Osmanthus wine, also known as cassia wine or Kuei Hua Chen Chiew, is a Chinese alcoholic beverage produced from weak baijiu and flavored with sweet osmanthus (Osmanthus fragrans) flowers. It is distilled but typically has an alcohol content less than 20%.

While the plant itself is sometimes associated with cinnamon, the blossoms' lactones impart a flavor closer to apricots and peaches.

Owing to the time at which Osmanthus fragrans flowers, 'cassia' wine is the traditional choice for the "reunion wine" drunk during the Mid-Autumn Festival. Because of the homophony between 酒 ("alcohol") and 久 ("long", in the sense of time passing), osmanthus wine is also a traditional gift for birthdays in China. It is also considered a medicinal wine in traditional Chinese medicine. Li Shizhen's Compendium of Materia Medica credits sweet osmanthus with "curing the hundred diseases" and "raising the spirit".

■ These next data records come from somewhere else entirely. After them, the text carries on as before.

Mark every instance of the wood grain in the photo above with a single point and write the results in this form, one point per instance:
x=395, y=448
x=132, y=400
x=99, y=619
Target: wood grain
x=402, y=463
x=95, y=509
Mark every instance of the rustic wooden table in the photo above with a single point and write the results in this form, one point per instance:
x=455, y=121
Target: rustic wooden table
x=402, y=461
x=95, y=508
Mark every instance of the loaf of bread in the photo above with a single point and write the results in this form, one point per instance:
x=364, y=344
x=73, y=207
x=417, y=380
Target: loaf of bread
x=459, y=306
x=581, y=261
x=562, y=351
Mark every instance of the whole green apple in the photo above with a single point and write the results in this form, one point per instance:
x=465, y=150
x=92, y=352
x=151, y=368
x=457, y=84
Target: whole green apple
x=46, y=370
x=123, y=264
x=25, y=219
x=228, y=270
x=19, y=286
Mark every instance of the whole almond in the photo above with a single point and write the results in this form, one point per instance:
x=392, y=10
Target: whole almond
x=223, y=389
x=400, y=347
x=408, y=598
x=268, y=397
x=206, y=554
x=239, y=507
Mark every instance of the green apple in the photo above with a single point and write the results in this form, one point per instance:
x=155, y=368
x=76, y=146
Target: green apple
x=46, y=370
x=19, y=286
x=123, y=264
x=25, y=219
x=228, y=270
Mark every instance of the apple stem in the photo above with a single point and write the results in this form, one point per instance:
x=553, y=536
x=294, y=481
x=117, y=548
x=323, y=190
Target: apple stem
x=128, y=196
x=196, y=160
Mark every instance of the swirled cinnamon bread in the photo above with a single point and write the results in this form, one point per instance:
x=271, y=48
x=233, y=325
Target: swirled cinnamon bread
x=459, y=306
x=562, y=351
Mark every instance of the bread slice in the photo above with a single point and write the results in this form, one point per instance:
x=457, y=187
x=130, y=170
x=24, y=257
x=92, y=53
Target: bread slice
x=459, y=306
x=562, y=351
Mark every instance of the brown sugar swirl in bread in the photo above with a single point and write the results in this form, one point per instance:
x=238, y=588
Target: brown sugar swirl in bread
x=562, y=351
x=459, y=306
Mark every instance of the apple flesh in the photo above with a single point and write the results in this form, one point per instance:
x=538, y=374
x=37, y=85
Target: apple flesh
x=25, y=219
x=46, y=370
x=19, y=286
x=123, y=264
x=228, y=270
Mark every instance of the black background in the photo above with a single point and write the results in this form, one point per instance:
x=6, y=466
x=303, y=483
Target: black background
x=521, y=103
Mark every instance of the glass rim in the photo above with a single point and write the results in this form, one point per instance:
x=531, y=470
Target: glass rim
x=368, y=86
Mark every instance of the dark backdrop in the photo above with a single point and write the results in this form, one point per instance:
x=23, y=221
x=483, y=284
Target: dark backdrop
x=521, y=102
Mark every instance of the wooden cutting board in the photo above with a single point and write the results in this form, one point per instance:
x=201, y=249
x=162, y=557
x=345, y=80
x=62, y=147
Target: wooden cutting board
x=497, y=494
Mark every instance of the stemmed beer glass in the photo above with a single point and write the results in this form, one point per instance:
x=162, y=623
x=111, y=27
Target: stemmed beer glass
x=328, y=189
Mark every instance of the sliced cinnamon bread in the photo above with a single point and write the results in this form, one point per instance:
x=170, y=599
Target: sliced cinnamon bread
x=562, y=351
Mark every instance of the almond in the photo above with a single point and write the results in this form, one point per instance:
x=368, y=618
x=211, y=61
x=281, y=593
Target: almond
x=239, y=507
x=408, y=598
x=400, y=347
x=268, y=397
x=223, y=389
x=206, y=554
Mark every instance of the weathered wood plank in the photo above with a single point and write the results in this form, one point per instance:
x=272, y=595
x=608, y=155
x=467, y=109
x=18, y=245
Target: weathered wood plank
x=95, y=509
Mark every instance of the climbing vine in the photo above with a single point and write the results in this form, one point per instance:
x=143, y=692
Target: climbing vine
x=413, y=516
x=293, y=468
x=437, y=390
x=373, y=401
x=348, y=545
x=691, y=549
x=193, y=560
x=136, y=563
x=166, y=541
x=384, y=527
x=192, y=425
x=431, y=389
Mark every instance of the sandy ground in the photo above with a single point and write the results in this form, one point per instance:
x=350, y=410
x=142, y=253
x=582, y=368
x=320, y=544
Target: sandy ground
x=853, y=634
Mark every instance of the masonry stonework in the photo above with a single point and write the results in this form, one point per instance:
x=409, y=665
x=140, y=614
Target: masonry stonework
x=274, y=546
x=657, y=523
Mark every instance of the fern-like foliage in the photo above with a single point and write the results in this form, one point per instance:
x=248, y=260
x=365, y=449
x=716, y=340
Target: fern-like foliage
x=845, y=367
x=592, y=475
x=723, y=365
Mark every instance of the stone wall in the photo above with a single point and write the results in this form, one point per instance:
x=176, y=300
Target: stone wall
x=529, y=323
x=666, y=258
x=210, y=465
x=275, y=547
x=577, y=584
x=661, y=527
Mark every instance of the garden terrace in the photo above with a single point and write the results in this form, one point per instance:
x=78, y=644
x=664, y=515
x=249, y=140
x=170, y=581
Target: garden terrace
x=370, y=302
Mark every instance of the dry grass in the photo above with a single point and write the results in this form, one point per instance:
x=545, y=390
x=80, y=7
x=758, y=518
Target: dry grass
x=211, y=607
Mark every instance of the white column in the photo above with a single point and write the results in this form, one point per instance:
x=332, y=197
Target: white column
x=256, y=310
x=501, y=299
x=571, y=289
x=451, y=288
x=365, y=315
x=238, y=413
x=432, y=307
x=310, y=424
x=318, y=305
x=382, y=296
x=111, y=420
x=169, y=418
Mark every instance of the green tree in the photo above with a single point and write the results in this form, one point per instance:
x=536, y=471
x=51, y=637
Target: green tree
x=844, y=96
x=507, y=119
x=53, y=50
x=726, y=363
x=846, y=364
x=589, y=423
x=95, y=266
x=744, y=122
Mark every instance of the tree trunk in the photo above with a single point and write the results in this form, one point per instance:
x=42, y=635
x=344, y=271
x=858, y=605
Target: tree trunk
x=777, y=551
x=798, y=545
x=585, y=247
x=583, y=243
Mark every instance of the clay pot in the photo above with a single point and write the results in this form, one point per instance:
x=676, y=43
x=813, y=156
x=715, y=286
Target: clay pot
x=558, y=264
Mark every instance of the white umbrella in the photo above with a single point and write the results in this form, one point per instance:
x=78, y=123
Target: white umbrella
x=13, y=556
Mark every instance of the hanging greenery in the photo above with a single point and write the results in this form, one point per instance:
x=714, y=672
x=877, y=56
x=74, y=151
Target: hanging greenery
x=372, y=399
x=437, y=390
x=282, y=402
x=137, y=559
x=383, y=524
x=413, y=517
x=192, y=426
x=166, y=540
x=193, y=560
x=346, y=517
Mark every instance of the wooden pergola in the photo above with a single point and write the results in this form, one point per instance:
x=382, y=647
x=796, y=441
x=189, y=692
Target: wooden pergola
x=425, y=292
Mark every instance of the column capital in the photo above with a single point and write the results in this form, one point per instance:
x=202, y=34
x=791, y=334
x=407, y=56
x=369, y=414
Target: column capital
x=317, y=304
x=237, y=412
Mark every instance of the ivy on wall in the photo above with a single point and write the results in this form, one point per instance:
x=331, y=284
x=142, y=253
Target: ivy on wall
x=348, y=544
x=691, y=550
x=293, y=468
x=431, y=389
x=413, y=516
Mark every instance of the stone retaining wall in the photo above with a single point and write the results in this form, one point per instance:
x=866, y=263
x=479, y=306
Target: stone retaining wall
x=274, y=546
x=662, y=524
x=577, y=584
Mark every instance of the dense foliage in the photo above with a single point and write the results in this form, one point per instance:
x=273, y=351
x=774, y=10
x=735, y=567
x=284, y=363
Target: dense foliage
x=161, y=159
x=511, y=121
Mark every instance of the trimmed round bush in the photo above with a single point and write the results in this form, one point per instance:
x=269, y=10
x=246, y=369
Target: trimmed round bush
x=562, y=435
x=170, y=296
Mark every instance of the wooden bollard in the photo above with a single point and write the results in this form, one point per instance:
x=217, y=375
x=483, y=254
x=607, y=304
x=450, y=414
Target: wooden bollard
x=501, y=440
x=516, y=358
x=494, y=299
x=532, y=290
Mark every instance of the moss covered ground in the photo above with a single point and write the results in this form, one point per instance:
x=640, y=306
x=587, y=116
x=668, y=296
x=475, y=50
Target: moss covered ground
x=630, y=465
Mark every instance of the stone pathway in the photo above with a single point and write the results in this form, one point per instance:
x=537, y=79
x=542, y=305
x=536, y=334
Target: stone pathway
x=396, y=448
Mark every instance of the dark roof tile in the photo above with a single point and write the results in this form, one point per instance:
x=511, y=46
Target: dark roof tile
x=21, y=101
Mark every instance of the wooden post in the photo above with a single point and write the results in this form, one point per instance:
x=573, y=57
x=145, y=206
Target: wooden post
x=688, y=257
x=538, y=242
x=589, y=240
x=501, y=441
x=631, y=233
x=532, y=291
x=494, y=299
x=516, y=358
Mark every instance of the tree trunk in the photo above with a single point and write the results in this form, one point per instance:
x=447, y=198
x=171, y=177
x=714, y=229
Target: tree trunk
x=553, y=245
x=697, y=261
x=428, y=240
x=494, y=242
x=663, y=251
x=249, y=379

Within China, osmanthus wine is associated with Xi'an and Guizhou, but production now occurs throughout China, including Beijing and at the Hong Jiang Winery in Hunan.

== In popular culture ==
While the wine is also frequently referenced in Chinese period dramas (often referred to as Xianxia or Wuxia), it has also been referenced many times in the game Genshin Impact as the favorite beverage of the character Zhongli, the Geo Archon.